Fulham Roads Act 1749
- Parliament of Great Britain
- Long title: An Act for enlarging the Term and Powers granted by an Act passed in the Fourth Year of the Reign of His present Majesty, for repairing the Road leading from the Town of Fulham, in the County of Middlesex, through Fulham Fields, to the great Road near the Pound at Hammersmith, in the said County.
- Citation: 23 Geo. 2. c. 10
- Territorial extent: Great Britain

Dates
- Royal assent: 16 November 1749
- Expired: 19 May 1773
- Repealed: 31 July 2013

Other legislation
- Amends: Fulham Roads Act 1730
- Repealed by: Statute Law (Repeals) Act 2013
- Relates to: Kensington, Chelsea and Fulham Roads (Tolls) Act 1725; Kensington, Chelsea and Fulham Roads (Toll Continuance) Act 1740;

Status: Repealed

Text of statute as originally enacted

= Fulham Roads Act 1749 =

Act of Parliament of Great Britain

The Fulham Roads Act 1749 (23 Geo. 2. c. 10) was an act of the Parliament of Great Britain which extended for an additional 21 years the Fulham Roads Act 1730 (4 Geo. 2. c. 34) for the charging of tolls at turnpikes along specified roads in the parishes of Kensington, Chelsea and Fulham in the county of Middlesex.
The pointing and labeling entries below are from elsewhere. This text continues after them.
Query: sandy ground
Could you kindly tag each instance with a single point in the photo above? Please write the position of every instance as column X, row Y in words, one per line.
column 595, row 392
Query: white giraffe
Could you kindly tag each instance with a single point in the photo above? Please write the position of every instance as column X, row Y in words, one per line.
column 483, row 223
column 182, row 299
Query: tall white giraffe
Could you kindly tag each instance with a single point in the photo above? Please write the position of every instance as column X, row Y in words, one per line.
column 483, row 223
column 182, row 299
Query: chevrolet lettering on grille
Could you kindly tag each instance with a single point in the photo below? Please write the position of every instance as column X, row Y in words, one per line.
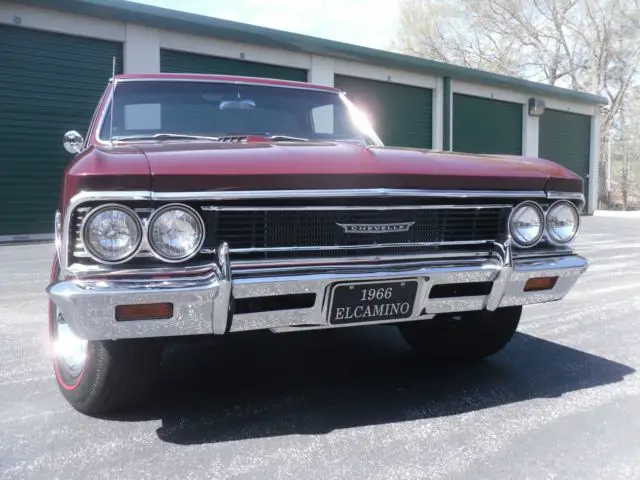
column 376, row 227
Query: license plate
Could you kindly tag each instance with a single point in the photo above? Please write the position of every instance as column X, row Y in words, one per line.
column 372, row 302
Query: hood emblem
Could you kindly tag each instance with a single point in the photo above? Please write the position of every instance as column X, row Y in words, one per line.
column 376, row 227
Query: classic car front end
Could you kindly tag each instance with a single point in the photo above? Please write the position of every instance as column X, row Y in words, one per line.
column 206, row 232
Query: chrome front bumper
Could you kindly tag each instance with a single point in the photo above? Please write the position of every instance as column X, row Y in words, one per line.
column 204, row 304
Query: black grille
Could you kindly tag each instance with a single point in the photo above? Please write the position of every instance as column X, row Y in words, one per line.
column 264, row 229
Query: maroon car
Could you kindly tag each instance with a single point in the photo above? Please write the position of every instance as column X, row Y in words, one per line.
column 203, row 205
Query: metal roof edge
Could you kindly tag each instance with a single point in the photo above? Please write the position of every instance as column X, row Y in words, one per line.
column 163, row 18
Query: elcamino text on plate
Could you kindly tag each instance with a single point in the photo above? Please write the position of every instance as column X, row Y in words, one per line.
column 376, row 227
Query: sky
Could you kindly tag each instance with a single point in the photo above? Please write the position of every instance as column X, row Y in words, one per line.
column 370, row 23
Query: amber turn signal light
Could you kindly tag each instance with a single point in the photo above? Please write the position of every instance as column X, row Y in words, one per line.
column 145, row 311
column 540, row 283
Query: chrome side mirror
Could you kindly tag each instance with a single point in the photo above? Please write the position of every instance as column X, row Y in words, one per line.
column 72, row 141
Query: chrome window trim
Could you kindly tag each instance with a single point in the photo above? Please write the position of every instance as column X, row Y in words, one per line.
column 145, row 195
column 109, row 102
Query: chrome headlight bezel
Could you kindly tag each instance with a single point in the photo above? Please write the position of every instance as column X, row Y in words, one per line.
column 88, row 247
column 541, row 233
column 548, row 237
column 175, row 206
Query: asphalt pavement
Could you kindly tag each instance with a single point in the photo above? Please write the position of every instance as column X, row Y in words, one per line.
column 562, row 401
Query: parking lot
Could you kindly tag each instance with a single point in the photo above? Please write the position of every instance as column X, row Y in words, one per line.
column 562, row 401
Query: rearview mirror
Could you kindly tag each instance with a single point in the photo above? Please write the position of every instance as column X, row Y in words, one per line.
column 72, row 141
column 244, row 104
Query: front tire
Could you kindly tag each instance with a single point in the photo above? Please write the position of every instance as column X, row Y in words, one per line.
column 463, row 337
column 100, row 377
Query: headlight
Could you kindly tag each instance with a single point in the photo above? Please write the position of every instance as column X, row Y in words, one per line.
column 563, row 222
column 526, row 224
column 176, row 232
column 112, row 234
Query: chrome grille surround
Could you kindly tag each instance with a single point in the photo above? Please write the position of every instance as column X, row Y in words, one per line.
column 73, row 258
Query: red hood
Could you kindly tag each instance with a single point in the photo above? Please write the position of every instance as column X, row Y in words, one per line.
column 202, row 166
column 262, row 166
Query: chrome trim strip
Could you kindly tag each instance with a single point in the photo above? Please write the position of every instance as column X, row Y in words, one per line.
column 221, row 313
column 565, row 196
column 387, row 267
column 57, row 233
column 224, row 208
column 350, row 261
column 344, row 193
column 112, row 206
column 500, row 283
column 81, row 271
column 310, row 86
column 371, row 246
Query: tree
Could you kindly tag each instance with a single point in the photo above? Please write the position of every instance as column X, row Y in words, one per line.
column 587, row 45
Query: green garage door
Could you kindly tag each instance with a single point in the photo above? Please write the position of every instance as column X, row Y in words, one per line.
column 401, row 114
column 49, row 83
column 182, row 62
column 484, row 125
column 565, row 138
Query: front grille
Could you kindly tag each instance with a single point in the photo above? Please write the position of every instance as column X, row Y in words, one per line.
column 259, row 234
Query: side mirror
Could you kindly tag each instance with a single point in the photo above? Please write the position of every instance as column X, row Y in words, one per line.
column 72, row 141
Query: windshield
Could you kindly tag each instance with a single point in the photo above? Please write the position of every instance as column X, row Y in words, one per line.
column 209, row 109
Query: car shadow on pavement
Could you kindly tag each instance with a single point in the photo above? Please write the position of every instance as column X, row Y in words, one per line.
column 263, row 385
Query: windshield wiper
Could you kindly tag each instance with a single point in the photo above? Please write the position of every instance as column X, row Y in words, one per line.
column 165, row 136
column 287, row 138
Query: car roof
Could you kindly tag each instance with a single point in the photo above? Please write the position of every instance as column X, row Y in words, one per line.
column 225, row 79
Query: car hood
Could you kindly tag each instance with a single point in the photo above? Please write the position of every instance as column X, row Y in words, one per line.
column 204, row 166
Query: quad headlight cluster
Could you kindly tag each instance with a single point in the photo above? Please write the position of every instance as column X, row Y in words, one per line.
column 529, row 223
column 114, row 233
The act became obsolete in May 1773 when the continuation of the Fulham Roads Act 1730 (4 Geo. 2. c. 34) came to an end. The act was repealed by the Statute Law (Repeals) Act 2013 which had been recommended by the Law Commission.

== Background ==
Prior to the late 19th century, Britain lacked a national framework for highway maintenance. The responsibility for road upkeep primarily fell on the local population through two main systems:

- Statute labour: for much of the 17th, 18th and 19th centuries, every able-bodied man to contribute six days of unpaid labour annually to repair local roads.
- Turnpikes: introduced in 1663, toll-gates placed across roads, requiring travellers to pay a fee for passage, with the collected revenue was then used for road repair and maintenance.

The Fulham Roads Act 1730 authorised the charging of tolls at turnpikes along the road leading from Fulham through Fulham Fields to the great road near the pound at Hammersmith that had become poorly maintained especially in winter, requiring repair.

The toll granted by the Fulham Roads Act 1730 (4 Geo. 2. c. 34) took place on 20 May 1731 for a term of 21 years, with authority to charge tolls to expire no later than 19 May 1752.

The Trustees appointed under the Fulham Roads Act 1730 (4 Geo. 2. c. 34) had borrowed £550 for the purpose of repairing the road, however, “such Road is at present far from being sufficiently repaired; nor can the same be effectually amended, and kept in repair, for the future, or the aforesaid Debt of Five hundred and fifty Pounds be paid off, unless the said Term granted by the [1730 Act], and the Powers given thereby, be enlarged”.

== Provisions ==
The act provided:

- The Fulham Roads Act 1730 (4 Geo. 2. c. 34) (and the powers it contained) was to continue for a further 21 years from the expiry of the term granted by that act i.e. 21 years from 20 May 1752.
- The tolls chargeable under this extended term were to cease before the end of the term (i.e. before 20 May 1773) in the event of the Road being repaired and the £550 debt repaid before then.
- Expenses and status of the Act.

== Repeal ==
The 19th Statute Law Repeals Report of the Law Commission recommend repealing the act, as well as the Fulham Roads Act 1730 (4 Geo. 2. c. 34):"Under the terms of the 1749 Act, both Acts were to expire on or before May 1773. It follows that neither Act has served any useful purpose for about 240 years, and their formal repeal is now proposed on that basis."

The whole act was repealed by section 1 of, and the group 2 of part 6 of the schedule to, the Statute Law (Repeals) Act 2013, which came into force on 31 January 2013.